Bu uyarıya rağmen bazı saf Müslümanlar bu kimselerin yaptıklarına bakmak yerine şekillerine baktıkları için yanılmaktadır. Bu noktada akla Allah Resulünün şu beyanı gelmektedir:

Sizin aranızda öyle zümreler türeyecektir ki; siz onların namazlarının yanında kendi namazlarınızı, oruçlarının yanında kendi oruçlarınızı, iyi işleri yanında kendi iyi işlerinizi küçük göreceksiniz. (Yani onların yaptığı işler dıştan sizinkinden üstün gibi görünecektir.)

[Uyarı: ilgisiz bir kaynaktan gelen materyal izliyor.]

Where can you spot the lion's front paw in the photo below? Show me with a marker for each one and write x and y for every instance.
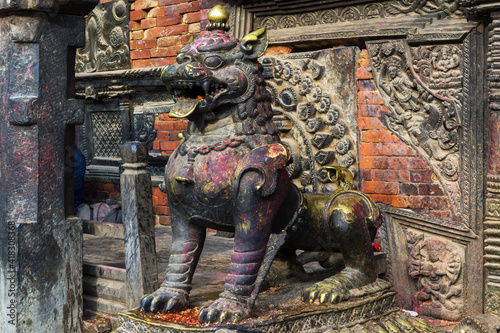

Onlar Kur’an da okuyacaklar. Fakat Kur’an (ın) feyzi onların boğazlarından öteye geçmeyecektir. (Yalnız dilde kalacaktır.) Nitekim onlar, okun yaydan çıktığı gibi dinden çıkacaklar.” [4]

Değerli dostlar bizim kaynağımız bellidir ki, Allah Resulü veda haccında bunu açıkça ortaya koymuştur:

Size iki şey bırakıyorum. (Bunlara tutunursanız) asla dalâlete düşmezsiniz: Allah’ın kitabı ve sünnetim. Bu ikisi (kıyamette) havz(ı kevserin yanın)a kadar ayrılmadan beraberce geleceklerdir.”  [5]

Bize düşen bu iki emanete sahip çıkarak Rabbimizin emrine de kulak vererek rızasına uygun yaşamak için mücadele çabası içinde olmaktır:

 

يَٓا اَيُّهَا الَّذٖينَ اٰمَنُوا اتَّقُوا اللّٰهَ وَكُونُوا مَعَ الصَّادِقٖينَ

Ey iman edenler! Allah’a karşı gelmekten sakının ve doğrularla beraber olun. [6]

Rabbim bizlere doğru kimselerle beraber olacak feraseti nasip eylesin!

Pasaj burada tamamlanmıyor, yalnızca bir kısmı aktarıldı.